Sonó un portazo arriba; y en seguida se cerró retumbando también la ventanita; y lo mismo seguí sintiendo un rato allá dentro los gritos de la mujer.
¿Por qué me huí entonces, padre? ¿Por qué me escapé? ¿Por qué no insistí? ¿Por qué salí corriendo avergonzao y furioso, despechao con el desaire y maldiciendo a la viuda y al pión y a mí y a quién me metió en la cabeza la ocurrencia de ir allá? ¿Por qué me acosté si no iba a poder dormir, de todos modos? ¿Por qué no juí al otro día al pantión, ni me arrimé siquiera, de rabia? ¿Por qué procuré olvidar todas esas cosas, y las olvidé no más, y no pensé más, y me pasé los dos años sin querer recordar ni hacer decir una misa siquiera por el alma?… Yo veo que he hecho mal, padre, y desde hace un mes que no duermo porque he visto la barbaridá que hice y ahora sí que he hecho decir misas, pero no se me va por nada de la conciencia ese peso… y ese ahogo… y esa pena…
Yo interrumpí al viejo sepulturero. Estaba cansado y yo estupefacto. No entendía muy bien aquello, ni en qué diablos consistía el pecado del pobre hombre, qué demonio de temor le había entrado de un mes acá ni qué valor había de dar a aquella narración del cementerio, como a todas las historias que me contaba la supersticiosa gente criolla. Empecé a consolarlo y a animarlo, diciéndole que no fuese más de noche al cementerio, que supiese que no tenía obligación de hacer decir ninguna misa, por más gemidos que oyese y… al fin, viendo que me escuchaba callado, le dije que ésas eran supersticiones y que eso le acontece a un hombre por valiente que sea, figurarse ruidos o quejidos cuando está asustado… y que en fin, todo aquello «le había parecido no más»…

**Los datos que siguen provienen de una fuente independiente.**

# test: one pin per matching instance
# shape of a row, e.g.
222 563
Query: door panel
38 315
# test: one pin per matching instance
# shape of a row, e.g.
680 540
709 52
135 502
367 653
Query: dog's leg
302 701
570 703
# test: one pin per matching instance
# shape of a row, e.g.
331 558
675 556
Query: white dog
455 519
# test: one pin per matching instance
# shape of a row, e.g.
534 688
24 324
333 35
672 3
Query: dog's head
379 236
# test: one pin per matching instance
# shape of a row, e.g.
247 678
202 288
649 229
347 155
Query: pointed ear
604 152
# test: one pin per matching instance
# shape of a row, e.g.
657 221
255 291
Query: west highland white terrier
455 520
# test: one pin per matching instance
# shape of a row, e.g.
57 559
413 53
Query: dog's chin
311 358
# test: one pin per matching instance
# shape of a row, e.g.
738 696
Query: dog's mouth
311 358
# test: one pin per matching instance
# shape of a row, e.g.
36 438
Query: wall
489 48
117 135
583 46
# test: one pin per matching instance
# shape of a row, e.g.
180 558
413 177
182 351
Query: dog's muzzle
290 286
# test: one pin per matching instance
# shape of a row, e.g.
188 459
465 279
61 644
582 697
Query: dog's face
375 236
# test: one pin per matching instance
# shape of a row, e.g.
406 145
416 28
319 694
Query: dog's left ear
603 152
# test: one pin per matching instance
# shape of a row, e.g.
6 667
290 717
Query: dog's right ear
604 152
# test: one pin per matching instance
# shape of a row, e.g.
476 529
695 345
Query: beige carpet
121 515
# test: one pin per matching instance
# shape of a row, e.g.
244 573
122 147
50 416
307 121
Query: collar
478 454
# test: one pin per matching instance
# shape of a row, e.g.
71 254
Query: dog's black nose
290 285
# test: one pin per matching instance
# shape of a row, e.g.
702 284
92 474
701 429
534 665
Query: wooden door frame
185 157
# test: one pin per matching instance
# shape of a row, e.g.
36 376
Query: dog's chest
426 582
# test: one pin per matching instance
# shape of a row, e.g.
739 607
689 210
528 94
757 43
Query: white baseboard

—¡No! —dijo el viejo con un verdadero grito—. ¡No, no, no! ¡No, padre! ¿No sabe? ¿No sabe que hace un mes abrimos el pantión de la viuda, que se quería llevar a Buenos Aires las cenizas de su hija, y estaba adentro del cajón toda retorcida, con los vestidos rotos, un brazo quebrado y los puñados de pelos arrancados en las manos güesudas? ¡No ve, padre, que la enterraron viva… y que yo tengo culpa… y que no lo sabe nadie más que Dios, que me está viendo!… ¡Jesús, María y José, y el ánima bendita de la pobre que murió desesperada, me quieran perdonar lo que hice, porque jué sin querer… y porque soy un pobre paisano tímido… y me rechazaron de su casa!
Y dando un sollozo, dejó caer la cabeza sobre mi brazo, aterrado.